Todos
nosotros estamos embarcados en la modernidad; la cuestión está en saber si lo
estamos como remeros de galeras o como viajeros con sus equipajes, impulsados
por una esperanza y conscientes también de las inevitables rupturas.
Alain Touraine
Si revisáramos el pasado que tenemos en común, advertiríamos algunos
cambios de relevancia. Pienso en las formas de relacionarnos con los demás,
fundamentalmente cuando media el ejercicio del poder. Porque no ha existido una
fórmula que, como dictado de la naturaleza, nos haya acompañado sin excepción
alguna. La realidad humana es, pues, dinámica, resistiéndose al estancamiento
que, a lo mejor, anhelan ciertos partidarios del orden extremo.
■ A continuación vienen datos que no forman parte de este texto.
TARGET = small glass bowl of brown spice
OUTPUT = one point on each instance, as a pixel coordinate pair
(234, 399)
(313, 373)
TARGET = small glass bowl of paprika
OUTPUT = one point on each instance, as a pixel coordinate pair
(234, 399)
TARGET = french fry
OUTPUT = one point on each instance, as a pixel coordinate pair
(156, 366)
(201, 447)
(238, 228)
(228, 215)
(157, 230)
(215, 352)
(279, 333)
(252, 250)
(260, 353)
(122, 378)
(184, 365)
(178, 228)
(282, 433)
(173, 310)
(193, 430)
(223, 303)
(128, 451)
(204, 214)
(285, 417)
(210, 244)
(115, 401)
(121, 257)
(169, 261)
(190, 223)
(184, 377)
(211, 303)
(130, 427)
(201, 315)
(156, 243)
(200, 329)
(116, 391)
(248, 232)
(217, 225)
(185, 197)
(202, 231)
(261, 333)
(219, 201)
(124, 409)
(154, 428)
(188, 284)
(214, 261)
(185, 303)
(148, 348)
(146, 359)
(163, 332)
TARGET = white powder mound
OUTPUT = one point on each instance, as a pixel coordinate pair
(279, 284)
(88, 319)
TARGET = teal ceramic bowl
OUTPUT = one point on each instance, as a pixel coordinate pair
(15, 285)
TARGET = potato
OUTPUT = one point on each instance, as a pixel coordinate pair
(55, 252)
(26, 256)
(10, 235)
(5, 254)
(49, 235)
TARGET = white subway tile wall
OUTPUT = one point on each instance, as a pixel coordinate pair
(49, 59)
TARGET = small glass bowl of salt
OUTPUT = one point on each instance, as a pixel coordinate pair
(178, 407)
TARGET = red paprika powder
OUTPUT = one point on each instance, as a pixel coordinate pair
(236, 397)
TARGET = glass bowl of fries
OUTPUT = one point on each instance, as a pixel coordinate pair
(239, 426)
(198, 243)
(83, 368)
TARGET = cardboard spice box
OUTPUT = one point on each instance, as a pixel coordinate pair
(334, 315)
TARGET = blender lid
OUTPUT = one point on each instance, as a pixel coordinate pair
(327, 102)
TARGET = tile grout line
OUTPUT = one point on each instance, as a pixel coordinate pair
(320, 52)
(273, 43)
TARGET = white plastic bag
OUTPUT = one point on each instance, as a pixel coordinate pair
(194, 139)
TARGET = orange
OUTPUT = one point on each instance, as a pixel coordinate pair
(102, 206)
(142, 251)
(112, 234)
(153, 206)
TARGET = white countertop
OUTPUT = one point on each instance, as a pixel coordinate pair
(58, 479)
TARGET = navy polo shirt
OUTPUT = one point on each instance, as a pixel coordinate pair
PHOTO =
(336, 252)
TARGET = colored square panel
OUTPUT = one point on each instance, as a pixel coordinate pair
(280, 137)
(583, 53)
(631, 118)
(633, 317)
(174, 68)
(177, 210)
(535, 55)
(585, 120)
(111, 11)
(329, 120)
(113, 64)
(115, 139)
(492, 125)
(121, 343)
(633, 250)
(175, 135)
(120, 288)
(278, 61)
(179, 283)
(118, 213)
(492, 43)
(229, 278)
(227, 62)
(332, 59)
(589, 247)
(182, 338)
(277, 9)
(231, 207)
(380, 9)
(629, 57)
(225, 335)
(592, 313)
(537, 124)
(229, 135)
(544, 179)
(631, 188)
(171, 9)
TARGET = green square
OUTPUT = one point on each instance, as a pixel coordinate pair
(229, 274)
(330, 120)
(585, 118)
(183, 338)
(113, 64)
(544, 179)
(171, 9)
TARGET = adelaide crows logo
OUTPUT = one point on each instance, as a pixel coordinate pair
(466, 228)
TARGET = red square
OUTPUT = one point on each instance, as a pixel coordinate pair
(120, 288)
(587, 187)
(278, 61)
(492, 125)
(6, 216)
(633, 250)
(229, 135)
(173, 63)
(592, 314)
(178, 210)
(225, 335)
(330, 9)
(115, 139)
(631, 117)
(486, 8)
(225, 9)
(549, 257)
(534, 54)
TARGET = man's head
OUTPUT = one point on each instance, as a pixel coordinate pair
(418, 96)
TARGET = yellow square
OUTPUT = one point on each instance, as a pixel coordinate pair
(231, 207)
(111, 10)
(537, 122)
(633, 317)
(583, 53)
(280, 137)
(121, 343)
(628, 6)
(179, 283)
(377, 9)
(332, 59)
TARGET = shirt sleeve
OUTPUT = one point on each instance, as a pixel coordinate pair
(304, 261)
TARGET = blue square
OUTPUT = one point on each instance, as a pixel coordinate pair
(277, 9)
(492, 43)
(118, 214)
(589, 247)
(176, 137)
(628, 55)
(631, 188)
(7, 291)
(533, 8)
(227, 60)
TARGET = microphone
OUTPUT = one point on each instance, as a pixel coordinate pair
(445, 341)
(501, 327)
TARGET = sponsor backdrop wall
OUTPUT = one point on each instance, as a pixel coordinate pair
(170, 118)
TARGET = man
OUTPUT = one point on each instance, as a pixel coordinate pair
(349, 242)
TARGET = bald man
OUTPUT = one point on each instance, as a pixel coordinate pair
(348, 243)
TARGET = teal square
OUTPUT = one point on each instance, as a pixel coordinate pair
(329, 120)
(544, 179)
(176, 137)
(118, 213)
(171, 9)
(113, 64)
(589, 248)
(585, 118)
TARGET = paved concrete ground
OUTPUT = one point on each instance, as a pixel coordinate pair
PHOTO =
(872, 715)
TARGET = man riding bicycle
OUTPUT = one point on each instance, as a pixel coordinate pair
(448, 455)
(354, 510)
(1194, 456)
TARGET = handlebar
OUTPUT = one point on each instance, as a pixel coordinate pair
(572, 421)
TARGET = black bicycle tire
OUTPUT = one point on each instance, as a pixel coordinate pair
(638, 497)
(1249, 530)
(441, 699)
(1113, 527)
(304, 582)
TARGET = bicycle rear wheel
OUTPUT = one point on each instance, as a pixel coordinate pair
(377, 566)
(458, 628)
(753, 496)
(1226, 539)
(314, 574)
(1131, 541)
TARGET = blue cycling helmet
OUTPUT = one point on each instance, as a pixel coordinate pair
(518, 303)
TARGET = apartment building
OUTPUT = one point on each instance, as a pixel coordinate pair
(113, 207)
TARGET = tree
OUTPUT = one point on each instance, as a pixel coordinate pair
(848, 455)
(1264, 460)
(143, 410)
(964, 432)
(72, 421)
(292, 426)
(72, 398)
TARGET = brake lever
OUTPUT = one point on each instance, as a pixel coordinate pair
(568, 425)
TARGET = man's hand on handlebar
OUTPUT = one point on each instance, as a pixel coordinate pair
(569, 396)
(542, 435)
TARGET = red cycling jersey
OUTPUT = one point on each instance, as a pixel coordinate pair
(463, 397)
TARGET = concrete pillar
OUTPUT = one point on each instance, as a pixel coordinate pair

Así, examinando
lo sucedido en las diversas épocas, notamos que, en resumen, hemos sido esclavos,
siervos y ciudadanos. En otras palabras, no hemos tenido ningún derecho, siendo
tratados como cosas; después, merecimos la gracia del señor feudal, quien nos
protegía a cambio de trabajar sus tierras; por último, tras profundos
conflictos, como las revoluciones modernas, conquistamos un estadio superior. Tenemos
ahora libertades, tanto civiles como políticas, ligadas a la condición de
ciudadanos.
Logro de la especie y todo lo que quieran, nada garantiza
su aprovechamiento satisfactorio. Ser ciudadano puede convertirse, por
desgracia, en una quimera. Nadie nos libra del retroceso. Sucede que, según su
concepción antigua, la ciudadanía implicaba ser obediente ante los mandatos del
legislador. Con el advenimiento de la modernidad, se presenta algo novedoso. El
individuo se vuelve protagonista; la propia existencia del Estado depende de su
voluntad. De acuerdo con esa lógica, su calidad no se agota en la mera
obediencia. Es más, lo distintivo sería la crítica del mandato, incluso su
desacato. Esta posibilidad de cuestionar, sin embargo, no contemplaría sólo
asuntos legales, sino igualmente políticos, económicos, culturales: todo lo que
atañe a la problemática social.
Conforme a Octavio Paz, la modernidad se asocia con dos
conceptos: crítica y autocrítica. Atendiendo a esta reflexión, además de
cuestionar asuntos que incumben a nuestra convivencia, concentrándose en el
actuar del prójimo, la ciudadanía conlleva juzgar el comportamiento propio. Sin
esas dos capacidades, siendo serios, no podríamos hablar de ciudadanos que sean
ejemplares, o algo similar. Ocurre que, en ocasiones, cuando percibimos
problemas de carácter social, nos inquietamos, buscando a los responsables,
pero sobre una premisa falsa: ellos son siempre los culpables. De esta manera,
políticos, del oficialismo u oposición, empresarios, cívicos, militares,
periodistas, entre otros mortales, serían quienes causan todos los males. Nosotros,
a lo sumo, resultaríamos víctimas de engaños electorales o conspiraciones que
rebasan las fronteras nacionales. Nada justificaría el examen crítico de
miserias que son propias.
Lo cierto es que la responsabilidad de los ciudadanos nunca resulta menor. Diariamente, tomamos decisiones que pueden afectar la vida en común. Si hay un orden civilizado, es el producto de la racionalidad y sensatez que distinguen a cada uno. En caso de pasar lo contrario, seguramente, habrá sitio para nuestra condena. Las evidencias se hallan en distintos ámbitos. Somos electores, pero también veneradores de caudillos; exigimos que se haga justicia, mas corrompemos a jueces, fiscales y policías; cuestionamos el amarillismo, en prensa o redes sociales, aunque disfrutamos del circo mediático. Acoto que hay quienes critican la inmoralidad del resto; no obstante, cualquier análisis objetivo de su presente revelaría una indecencia mayor. Tal vez la modernización del ciudadano sea uno de los enormes retos que corresponde asumir en estos tiempos.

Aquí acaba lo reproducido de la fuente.